NAEP measures many subject areas at grades four, eight, and 12. The best general indicator of these is the essential skill, reading, at eighth grade. By eighth grade students have been in school long enough that it is fair to judge the overall effectiveness of their schools by the percentage of students scoring at or above Proficient in eighth grade reading.
How are we doing, particularly for young black men, arguably the most vulnerable group? The answer: Not well at all.
The percentages of White, Black, Asian and Hispanic students scoring at or above Proficient on eighth grade reading all increased between 2011 and 2013. This is either a good thing or an indication that there is a technical problem with the test. Let’s give NAEP the benefit of the doubt and stipulate that it is a good thing.
The percentage of White students scoring at or above Proficient increased by three points, as did that for Hispanic students. The percentage of Asian students scoring at or above Proficient increased by four points.
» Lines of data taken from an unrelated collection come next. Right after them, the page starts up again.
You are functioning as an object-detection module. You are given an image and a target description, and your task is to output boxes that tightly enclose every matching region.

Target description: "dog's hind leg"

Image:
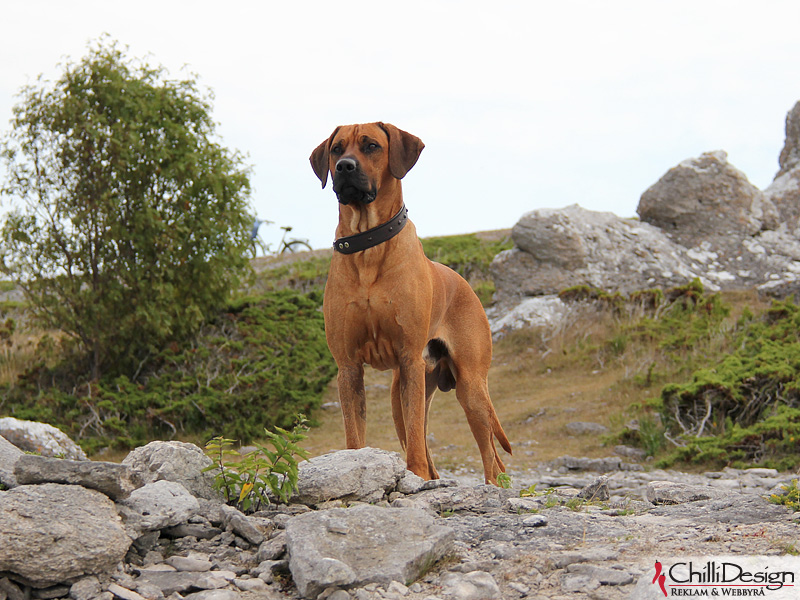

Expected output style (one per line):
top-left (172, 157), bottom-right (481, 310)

top-left (336, 365), bottom-right (367, 449)
top-left (392, 369), bottom-right (406, 452)
top-left (425, 365), bottom-right (440, 479)
top-left (456, 377), bottom-right (511, 485)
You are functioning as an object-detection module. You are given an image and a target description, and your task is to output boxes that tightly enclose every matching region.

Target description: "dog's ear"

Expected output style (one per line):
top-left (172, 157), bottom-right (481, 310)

top-left (308, 127), bottom-right (339, 188)
top-left (378, 123), bottom-right (425, 179)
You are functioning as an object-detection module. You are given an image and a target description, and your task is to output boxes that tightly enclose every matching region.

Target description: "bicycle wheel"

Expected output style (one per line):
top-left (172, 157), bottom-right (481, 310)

top-left (281, 240), bottom-right (311, 254)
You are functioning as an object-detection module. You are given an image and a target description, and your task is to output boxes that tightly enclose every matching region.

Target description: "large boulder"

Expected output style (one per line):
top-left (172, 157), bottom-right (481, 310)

top-left (0, 417), bottom-right (87, 460)
top-left (764, 102), bottom-right (800, 231)
top-left (491, 205), bottom-right (700, 303)
top-left (122, 441), bottom-right (219, 500)
top-left (14, 454), bottom-right (141, 500)
top-left (286, 505), bottom-right (455, 598)
top-left (292, 448), bottom-right (406, 505)
top-left (637, 150), bottom-right (778, 248)
top-left (0, 436), bottom-right (24, 489)
top-left (119, 480), bottom-right (200, 539)
top-left (0, 483), bottom-right (131, 588)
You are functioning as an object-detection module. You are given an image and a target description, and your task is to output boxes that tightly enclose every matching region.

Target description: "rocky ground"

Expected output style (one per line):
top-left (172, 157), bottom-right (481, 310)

top-left (0, 426), bottom-right (800, 600)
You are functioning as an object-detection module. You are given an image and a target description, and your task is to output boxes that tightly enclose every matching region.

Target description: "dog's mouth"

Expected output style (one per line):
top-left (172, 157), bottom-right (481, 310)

top-left (333, 178), bottom-right (377, 204)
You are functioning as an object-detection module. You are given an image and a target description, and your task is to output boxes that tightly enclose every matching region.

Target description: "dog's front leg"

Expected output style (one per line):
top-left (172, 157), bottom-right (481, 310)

top-left (337, 364), bottom-right (367, 449)
top-left (398, 359), bottom-right (435, 479)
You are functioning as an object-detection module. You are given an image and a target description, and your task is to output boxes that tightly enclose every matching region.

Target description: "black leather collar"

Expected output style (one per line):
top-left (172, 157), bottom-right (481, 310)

top-left (333, 204), bottom-right (408, 254)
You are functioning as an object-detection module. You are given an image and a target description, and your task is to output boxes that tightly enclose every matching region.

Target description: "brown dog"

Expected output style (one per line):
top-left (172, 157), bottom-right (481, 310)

top-left (311, 123), bottom-right (511, 483)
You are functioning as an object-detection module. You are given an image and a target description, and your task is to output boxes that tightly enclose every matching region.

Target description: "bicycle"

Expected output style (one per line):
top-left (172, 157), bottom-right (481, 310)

top-left (250, 218), bottom-right (312, 258)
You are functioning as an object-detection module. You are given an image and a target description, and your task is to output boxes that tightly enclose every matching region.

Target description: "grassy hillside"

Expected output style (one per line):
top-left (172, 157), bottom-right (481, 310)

top-left (0, 231), bottom-right (800, 470)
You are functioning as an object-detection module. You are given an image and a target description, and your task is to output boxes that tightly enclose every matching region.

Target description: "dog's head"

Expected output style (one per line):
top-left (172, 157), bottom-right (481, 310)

top-left (310, 123), bottom-right (425, 204)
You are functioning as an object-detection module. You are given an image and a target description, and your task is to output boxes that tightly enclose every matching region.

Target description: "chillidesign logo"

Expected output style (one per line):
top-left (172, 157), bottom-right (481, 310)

top-left (651, 556), bottom-right (800, 600)
top-left (653, 561), bottom-right (667, 596)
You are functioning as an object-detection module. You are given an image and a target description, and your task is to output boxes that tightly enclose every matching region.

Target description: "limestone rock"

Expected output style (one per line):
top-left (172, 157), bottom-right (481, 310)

top-left (292, 448), bottom-right (406, 505)
top-left (286, 505), bottom-right (454, 598)
top-left (637, 151), bottom-right (778, 248)
top-left (0, 417), bottom-right (87, 460)
top-left (14, 454), bottom-right (141, 500)
top-left (0, 483), bottom-right (131, 587)
top-left (647, 481), bottom-right (725, 504)
top-left (119, 481), bottom-right (200, 538)
top-left (440, 571), bottom-right (500, 600)
top-left (775, 102), bottom-right (800, 179)
top-left (0, 435), bottom-right (24, 489)
top-left (122, 441), bottom-right (219, 501)
top-left (566, 421), bottom-right (608, 435)
top-left (491, 205), bottom-right (700, 306)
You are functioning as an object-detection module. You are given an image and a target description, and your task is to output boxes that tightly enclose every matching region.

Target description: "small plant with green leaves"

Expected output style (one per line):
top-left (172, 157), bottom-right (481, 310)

top-left (497, 473), bottom-right (511, 490)
top-left (205, 415), bottom-right (308, 512)
top-left (769, 479), bottom-right (800, 512)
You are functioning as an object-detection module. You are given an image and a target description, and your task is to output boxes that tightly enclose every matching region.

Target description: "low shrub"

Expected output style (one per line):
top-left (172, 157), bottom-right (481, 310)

top-left (0, 290), bottom-right (335, 453)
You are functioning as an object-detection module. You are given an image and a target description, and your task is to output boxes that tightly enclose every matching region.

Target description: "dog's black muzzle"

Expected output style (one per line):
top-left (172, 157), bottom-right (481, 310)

top-left (333, 156), bottom-right (377, 204)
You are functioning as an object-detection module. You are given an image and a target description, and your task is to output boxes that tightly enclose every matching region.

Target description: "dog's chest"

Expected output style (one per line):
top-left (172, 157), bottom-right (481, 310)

top-left (347, 298), bottom-right (400, 370)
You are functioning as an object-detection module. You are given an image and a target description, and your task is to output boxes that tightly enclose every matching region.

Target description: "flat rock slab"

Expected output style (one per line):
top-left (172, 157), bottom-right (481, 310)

top-left (286, 505), bottom-right (455, 598)
top-left (292, 448), bottom-right (406, 506)
top-left (14, 454), bottom-right (142, 500)
top-left (0, 417), bottom-right (87, 460)
top-left (0, 483), bottom-right (131, 587)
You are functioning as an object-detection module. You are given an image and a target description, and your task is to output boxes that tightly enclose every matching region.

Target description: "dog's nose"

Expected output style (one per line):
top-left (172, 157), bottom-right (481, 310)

top-left (336, 157), bottom-right (358, 173)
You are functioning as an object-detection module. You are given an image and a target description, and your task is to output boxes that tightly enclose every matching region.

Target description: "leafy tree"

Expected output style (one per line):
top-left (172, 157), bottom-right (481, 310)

top-left (0, 39), bottom-right (252, 379)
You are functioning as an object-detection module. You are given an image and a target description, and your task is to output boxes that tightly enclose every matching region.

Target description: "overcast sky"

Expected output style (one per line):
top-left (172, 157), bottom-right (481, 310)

top-left (0, 0), bottom-right (800, 247)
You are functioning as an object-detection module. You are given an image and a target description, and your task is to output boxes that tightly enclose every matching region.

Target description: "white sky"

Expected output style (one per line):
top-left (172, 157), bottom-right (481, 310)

top-left (0, 0), bottom-right (800, 247)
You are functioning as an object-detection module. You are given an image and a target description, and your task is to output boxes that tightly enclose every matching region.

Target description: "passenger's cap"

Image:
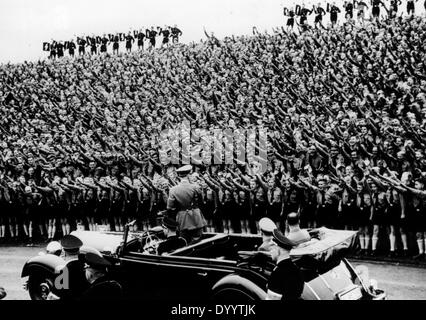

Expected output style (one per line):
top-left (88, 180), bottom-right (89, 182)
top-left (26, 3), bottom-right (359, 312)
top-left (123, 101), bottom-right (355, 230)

top-left (61, 234), bottom-right (83, 251)
top-left (176, 164), bottom-right (192, 174)
top-left (46, 241), bottom-right (62, 253)
top-left (272, 229), bottom-right (296, 250)
top-left (84, 252), bottom-right (111, 269)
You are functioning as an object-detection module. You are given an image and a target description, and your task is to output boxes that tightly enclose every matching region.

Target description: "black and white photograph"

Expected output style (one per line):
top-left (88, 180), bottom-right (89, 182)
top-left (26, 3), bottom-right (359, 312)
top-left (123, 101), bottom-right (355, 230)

top-left (0, 0), bottom-right (426, 308)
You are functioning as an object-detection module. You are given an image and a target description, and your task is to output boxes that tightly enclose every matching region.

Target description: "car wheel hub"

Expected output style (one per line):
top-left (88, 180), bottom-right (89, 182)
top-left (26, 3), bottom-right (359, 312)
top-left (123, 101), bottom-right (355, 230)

top-left (40, 282), bottom-right (50, 300)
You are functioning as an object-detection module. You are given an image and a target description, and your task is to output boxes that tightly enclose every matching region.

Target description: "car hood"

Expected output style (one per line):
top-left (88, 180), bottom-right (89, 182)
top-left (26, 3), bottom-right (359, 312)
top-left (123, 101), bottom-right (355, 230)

top-left (71, 230), bottom-right (123, 253)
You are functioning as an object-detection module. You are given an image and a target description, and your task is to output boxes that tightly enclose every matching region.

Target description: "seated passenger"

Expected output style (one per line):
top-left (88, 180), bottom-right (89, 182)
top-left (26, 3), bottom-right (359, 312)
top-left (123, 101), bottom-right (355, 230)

top-left (287, 212), bottom-right (311, 245)
top-left (257, 218), bottom-right (277, 251)
top-left (80, 252), bottom-right (123, 300)
top-left (157, 216), bottom-right (187, 255)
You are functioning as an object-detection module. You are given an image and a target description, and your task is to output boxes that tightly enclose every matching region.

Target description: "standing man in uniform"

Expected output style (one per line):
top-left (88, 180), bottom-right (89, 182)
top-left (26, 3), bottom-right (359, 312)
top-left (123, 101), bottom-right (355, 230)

top-left (257, 217), bottom-right (277, 251)
top-left (60, 235), bottom-right (88, 299)
top-left (170, 25), bottom-right (182, 43)
top-left (167, 165), bottom-right (207, 244)
top-left (266, 229), bottom-right (305, 300)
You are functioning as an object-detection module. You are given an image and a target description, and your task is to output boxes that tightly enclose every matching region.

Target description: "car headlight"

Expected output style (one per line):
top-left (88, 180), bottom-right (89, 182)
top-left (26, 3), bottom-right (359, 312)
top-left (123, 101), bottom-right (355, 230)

top-left (370, 279), bottom-right (379, 291)
top-left (355, 265), bottom-right (370, 287)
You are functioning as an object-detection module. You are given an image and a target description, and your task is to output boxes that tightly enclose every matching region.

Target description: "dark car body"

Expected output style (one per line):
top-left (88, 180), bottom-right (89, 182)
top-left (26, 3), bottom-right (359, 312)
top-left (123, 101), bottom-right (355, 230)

top-left (22, 229), bottom-right (386, 301)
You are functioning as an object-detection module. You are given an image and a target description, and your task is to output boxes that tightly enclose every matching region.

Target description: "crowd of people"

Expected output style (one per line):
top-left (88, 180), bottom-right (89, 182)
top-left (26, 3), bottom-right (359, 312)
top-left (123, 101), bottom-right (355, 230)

top-left (283, 0), bottom-right (426, 31)
top-left (0, 10), bottom-right (426, 258)
top-left (43, 25), bottom-right (182, 59)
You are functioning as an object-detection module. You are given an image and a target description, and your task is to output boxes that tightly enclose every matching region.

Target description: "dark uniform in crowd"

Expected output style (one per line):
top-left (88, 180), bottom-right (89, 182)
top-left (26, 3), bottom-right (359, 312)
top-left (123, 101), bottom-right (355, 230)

top-left (159, 27), bottom-right (170, 46)
top-left (137, 31), bottom-right (146, 50)
top-left (101, 35), bottom-right (109, 53)
top-left (145, 27), bottom-right (157, 48)
top-left (60, 235), bottom-right (89, 300)
top-left (126, 32), bottom-right (135, 52)
top-left (284, 8), bottom-right (295, 29)
top-left (330, 3), bottom-right (340, 25)
top-left (407, 0), bottom-right (415, 15)
top-left (344, 1), bottom-right (354, 20)
top-left (67, 40), bottom-right (76, 57)
top-left (157, 216), bottom-right (187, 255)
top-left (167, 165), bottom-right (206, 244)
top-left (170, 25), bottom-right (182, 43)
top-left (77, 38), bottom-right (87, 56)
top-left (56, 41), bottom-right (64, 58)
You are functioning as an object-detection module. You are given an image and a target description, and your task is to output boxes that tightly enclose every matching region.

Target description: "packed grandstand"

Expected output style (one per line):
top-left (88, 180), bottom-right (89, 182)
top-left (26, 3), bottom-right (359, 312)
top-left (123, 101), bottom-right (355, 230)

top-left (0, 9), bottom-right (426, 257)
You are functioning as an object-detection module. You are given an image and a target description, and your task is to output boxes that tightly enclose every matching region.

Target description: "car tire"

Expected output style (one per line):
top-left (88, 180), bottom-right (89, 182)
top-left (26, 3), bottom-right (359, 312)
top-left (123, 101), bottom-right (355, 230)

top-left (28, 272), bottom-right (54, 300)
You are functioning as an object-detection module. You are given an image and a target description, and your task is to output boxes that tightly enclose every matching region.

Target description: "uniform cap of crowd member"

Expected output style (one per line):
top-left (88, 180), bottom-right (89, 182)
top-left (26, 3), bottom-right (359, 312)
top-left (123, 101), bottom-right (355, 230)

top-left (0, 287), bottom-right (7, 300)
top-left (46, 241), bottom-right (62, 257)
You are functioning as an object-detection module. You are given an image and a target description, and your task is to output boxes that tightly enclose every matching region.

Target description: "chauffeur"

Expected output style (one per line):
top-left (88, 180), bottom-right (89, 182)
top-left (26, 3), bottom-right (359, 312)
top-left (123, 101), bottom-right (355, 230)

top-left (81, 252), bottom-right (123, 300)
top-left (266, 229), bottom-right (305, 300)
top-left (167, 165), bottom-right (206, 244)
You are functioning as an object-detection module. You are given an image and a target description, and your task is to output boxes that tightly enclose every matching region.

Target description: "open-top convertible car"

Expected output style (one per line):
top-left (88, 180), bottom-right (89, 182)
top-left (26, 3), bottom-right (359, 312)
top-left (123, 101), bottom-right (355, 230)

top-left (22, 222), bottom-right (386, 302)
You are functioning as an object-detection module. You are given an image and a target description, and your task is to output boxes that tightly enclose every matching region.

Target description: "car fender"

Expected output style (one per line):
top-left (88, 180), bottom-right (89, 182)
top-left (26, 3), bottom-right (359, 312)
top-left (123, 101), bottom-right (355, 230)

top-left (212, 274), bottom-right (266, 300)
top-left (21, 254), bottom-right (66, 278)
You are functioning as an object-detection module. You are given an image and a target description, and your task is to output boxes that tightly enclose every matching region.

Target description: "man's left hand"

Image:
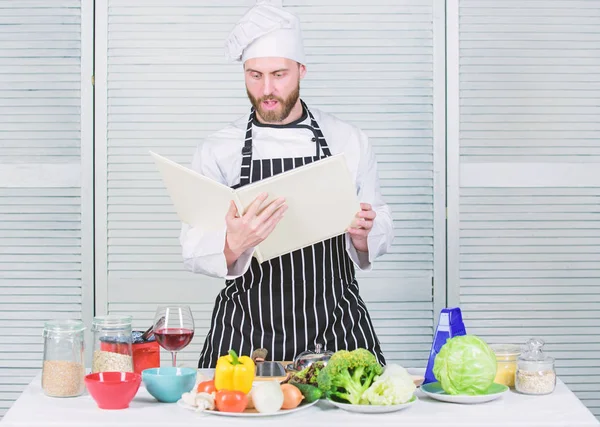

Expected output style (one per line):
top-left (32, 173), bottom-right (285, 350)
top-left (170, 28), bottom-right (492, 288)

top-left (348, 203), bottom-right (377, 252)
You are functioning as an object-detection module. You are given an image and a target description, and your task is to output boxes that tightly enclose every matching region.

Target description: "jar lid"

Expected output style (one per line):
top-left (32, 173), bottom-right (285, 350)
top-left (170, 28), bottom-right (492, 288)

top-left (519, 338), bottom-right (554, 367)
top-left (490, 344), bottom-right (521, 356)
top-left (44, 319), bottom-right (85, 333)
top-left (94, 314), bottom-right (133, 328)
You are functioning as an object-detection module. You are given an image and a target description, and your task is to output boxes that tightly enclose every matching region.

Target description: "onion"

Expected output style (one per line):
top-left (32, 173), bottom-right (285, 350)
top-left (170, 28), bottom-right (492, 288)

top-left (252, 381), bottom-right (283, 414)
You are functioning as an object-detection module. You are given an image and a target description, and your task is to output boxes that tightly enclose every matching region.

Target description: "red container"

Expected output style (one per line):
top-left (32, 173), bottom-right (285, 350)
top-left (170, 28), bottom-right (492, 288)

top-left (132, 341), bottom-right (160, 374)
top-left (85, 372), bottom-right (142, 409)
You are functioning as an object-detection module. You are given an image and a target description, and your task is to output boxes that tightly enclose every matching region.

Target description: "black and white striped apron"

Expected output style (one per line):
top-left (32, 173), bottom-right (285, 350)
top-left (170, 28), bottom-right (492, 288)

top-left (198, 102), bottom-right (385, 368)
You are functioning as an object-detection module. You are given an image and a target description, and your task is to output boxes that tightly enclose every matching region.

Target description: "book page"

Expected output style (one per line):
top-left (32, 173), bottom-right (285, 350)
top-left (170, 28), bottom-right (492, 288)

top-left (150, 152), bottom-right (235, 231)
top-left (236, 154), bottom-right (360, 262)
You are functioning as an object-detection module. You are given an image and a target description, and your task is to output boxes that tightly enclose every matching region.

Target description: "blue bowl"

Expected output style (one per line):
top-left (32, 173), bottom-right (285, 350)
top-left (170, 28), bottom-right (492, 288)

top-left (142, 367), bottom-right (197, 403)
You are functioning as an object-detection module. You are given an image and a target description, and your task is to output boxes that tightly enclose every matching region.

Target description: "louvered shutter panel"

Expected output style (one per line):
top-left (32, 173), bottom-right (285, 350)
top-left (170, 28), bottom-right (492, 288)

top-left (448, 0), bottom-right (600, 422)
top-left (0, 0), bottom-right (93, 419)
top-left (97, 0), bottom-right (442, 366)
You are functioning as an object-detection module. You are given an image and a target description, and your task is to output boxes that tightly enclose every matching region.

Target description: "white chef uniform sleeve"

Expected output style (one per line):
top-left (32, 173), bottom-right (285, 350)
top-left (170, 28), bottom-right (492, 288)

top-left (346, 131), bottom-right (394, 271)
top-left (179, 143), bottom-right (254, 279)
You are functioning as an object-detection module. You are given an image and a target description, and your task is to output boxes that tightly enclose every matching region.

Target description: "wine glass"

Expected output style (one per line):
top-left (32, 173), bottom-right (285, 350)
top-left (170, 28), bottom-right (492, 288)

top-left (153, 305), bottom-right (194, 367)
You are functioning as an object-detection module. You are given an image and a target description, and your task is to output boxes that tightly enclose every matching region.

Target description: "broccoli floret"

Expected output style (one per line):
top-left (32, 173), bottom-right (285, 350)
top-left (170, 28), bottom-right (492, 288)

top-left (318, 348), bottom-right (383, 405)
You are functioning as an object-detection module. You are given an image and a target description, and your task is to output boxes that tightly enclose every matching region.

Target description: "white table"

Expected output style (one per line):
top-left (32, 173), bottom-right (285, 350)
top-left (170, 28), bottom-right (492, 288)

top-left (0, 376), bottom-right (600, 427)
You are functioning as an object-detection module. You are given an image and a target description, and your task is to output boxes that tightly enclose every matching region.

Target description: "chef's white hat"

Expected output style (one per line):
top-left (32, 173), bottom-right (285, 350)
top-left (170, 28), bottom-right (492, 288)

top-left (226, 0), bottom-right (305, 64)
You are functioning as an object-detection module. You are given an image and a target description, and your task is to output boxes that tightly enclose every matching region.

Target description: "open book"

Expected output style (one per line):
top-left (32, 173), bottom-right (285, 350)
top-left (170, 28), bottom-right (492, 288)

top-left (150, 152), bottom-right (360, 263)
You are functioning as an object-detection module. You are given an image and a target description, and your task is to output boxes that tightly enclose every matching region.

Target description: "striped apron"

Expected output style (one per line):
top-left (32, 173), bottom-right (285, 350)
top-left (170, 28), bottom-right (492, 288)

top-left (198, 102), bottom-right (385, 368)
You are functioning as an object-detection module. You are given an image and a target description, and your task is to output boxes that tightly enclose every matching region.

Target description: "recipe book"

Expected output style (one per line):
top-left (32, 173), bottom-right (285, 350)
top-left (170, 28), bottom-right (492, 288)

top-left (150, 151), bottom-right (360, 263)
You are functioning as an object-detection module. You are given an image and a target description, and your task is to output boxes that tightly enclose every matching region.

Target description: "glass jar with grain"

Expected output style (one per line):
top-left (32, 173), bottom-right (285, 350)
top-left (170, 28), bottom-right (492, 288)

top-left (490, 344), bottom-right (521, 388)
top-left (42, 320), bottom-right (85, 397)
top-left (515, 338), bottom-right (556, 395)
top-left (92, 315), bottom-right (133, 373)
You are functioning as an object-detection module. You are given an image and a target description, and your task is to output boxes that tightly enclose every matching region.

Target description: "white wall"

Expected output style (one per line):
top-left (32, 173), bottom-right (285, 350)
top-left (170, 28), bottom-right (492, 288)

top-left (0, 0), bottom-right (93, 418)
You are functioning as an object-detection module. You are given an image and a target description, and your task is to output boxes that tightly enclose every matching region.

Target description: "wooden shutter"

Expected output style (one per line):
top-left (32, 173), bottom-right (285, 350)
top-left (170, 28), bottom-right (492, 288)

top-left (448, 0), bottom-right (600, 422)
top-left (96, 0), bottom-right (444, 366)
top-left (0, 0), bottom-right (93, 419)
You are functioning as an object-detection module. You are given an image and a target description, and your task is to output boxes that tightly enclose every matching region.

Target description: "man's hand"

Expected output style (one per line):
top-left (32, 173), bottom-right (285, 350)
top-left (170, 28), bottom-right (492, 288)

top-left (224, 194), bottom-right (287, 266)
top-left (348, 203), bottom-right (377, 252)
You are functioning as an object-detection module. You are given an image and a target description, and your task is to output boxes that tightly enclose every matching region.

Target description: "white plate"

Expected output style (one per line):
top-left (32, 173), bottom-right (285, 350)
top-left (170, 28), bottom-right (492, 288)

top-left (327, 396), bottom-right (419, 414)
top-left (177, 399), bottom-right (318, 418)
top-left (421, 382), bottom-right (508, 404)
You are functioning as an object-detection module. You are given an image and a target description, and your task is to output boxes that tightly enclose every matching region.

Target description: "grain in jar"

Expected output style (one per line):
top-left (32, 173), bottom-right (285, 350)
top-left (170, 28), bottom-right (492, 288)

top-left (490, 344), bottom-right (521, 388)
top-left (42, 320), bottom-right (85, 397)
top-left (92, 315), bottom-right (133, 373)
top-left (515, 338), bottom-right (556, 395)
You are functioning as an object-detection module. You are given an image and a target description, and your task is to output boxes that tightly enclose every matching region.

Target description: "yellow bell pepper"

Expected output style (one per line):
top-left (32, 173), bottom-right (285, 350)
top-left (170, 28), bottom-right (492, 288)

top-left (215, 350), bottom-right (255, 394)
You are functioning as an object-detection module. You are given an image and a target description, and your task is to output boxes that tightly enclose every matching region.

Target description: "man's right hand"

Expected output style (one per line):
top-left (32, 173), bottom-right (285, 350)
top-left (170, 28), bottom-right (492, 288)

top-left (224, 194), bottom-right (288, 266)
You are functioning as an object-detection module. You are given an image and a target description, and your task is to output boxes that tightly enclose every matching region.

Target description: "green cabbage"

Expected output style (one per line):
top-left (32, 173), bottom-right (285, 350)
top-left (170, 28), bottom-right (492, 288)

top-left (433, 335), bottom-right (497, 396)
The percentage of Black students scoring at or above proficient increased by two points. That is, the gap between Black students and the others increased by between one and two points.
This is not good. Particularly not good if we look at the actual percentages. Half of all Asian students scored at or above Proficient on eighth grade reading in 2013. The percentage for White, non-Hispanic, students is 44 percent. Not as good as the Asian result, but pretty good (especially when we see that the percentage in 2011 was only 41 percent). A fifth of Hispanic students (21 percent) scored Proficient or above.
Meanwhile, just 16 percent of Black students scored Proficient or above in eighth grade reading on the 2013 NAEP. Which means, of course, that 84 percent did not. It is particularly troubling that Hispanic students are now five percentage points more likely to read at grade level in eighth grade than their Black peers. [Hispanic outcomes include those of the large middle class Cuban community in Florida and the entirely Hispanic districts along the Texas-Mexico border, where differential intra-district school funding is not an issue.]
Young black men, as we have come to expect, are failed by their schools even more spectacularly than their sisters. Twenty-one percent of female Black students score at the level of Proficient or above, a rate identical with that of Hispanic students. But just 12 percent of male Black students score Proficient or above on the NAEP eighth grade reading assessments. Those are national averages. Alabama, Mississippi and Wisconsin have been unable to break 10 percent for their male Black students (nine percent, five percent and seven percent, respectively). Everyone knows about Milwaukee, not to mention Mississippi.
What is to happen to the nearly 90 percent of male Black students on the verge of secondary school who the schools have not taught to read proficiently? Will they graduate from high school? Will they avoid incarceration? Will they find good jobs and live with their families on middle class incomes? Will their children have access to good schools? Or will the Black poverty cycle continue, pushed along by inequitable school funding, stop-and-frisk policing, mass incarceration and increasing inequality? No prizes for the obvious correct answers.